Abstract

Fever of unknown origin (FUO) is always a diagnostic challenge. The causes of FUO are legion and may be due to malignancy, infection, collagen vascular disease, and a variety of other unusual disorders. Currently, malignancies-followed by infectious etiologies-are the most common cause of FUO. We present an elderly female patient with an FUO who was thought to have subacute bacterial endocarditis because of an antecedent history of recent dental work. Subacute bacterial endocarditis was ruled out on the basis of negative cultures and negative transesophageal echocardiography. No evidence for an infectious disease or neoplastic etiology could be demonstrated in this patient. The diagnosis of FUO is most difficult when there is a paucity of clues from the history and physical examination, as was the case in this patient. Nonspecific laboratory tests included highly increased erythrocyte sedimentation rate (>or=100 mm/h), highly increased C-reactive protein, relative lymphocytopenia, and chronic thrombocytosis. These findings are compatible with a variety of infectious and inflammatory disorders. No evidence could be found for vasculitis. The only laboratory diagnostic findings present in her case were a highly increased rheumatoid factor titer and perinuclear antineutrophilic cytoplasmic antibody level.
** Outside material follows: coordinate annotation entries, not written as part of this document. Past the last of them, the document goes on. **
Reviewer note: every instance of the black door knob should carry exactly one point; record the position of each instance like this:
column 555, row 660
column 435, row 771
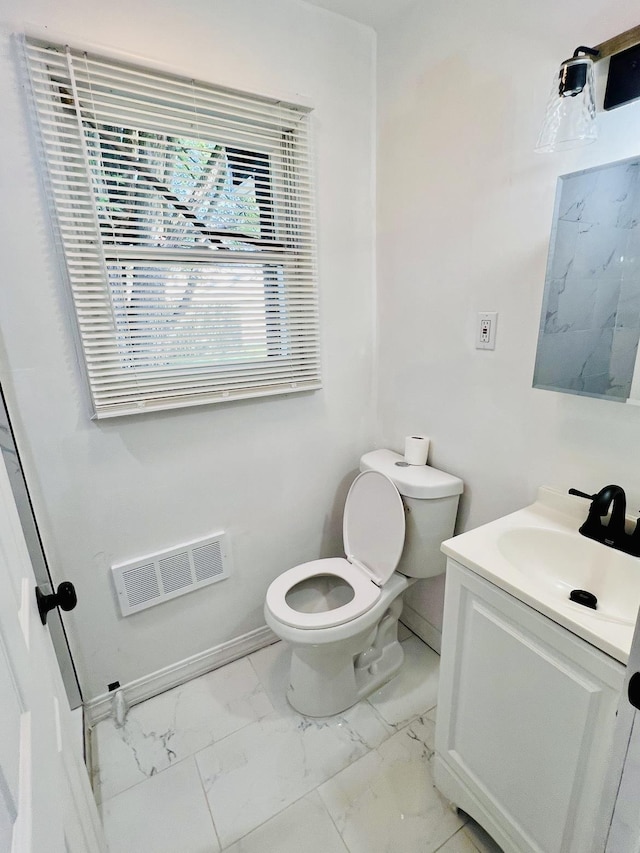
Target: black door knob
column 633, row 690
column 65, row 597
Polymyalgia rheumatica/temporal arteritis, systemic lupus erythematosus, and adult Still's disease were ruled out. The patient's FUO was best explained by the finding of late-onset rheumatoid arthritis (LORA), which is characterized by acute onset in elderly patients without the usual musculoskeletal manifestations of rheumatoid arthritis. Both the highly increased rheumatoid factor titer and perinuclear antineutrophilic cytoplasmic antibody level in the absence of an alternate explanation indicate that the FUO in this patient was caused by LORA.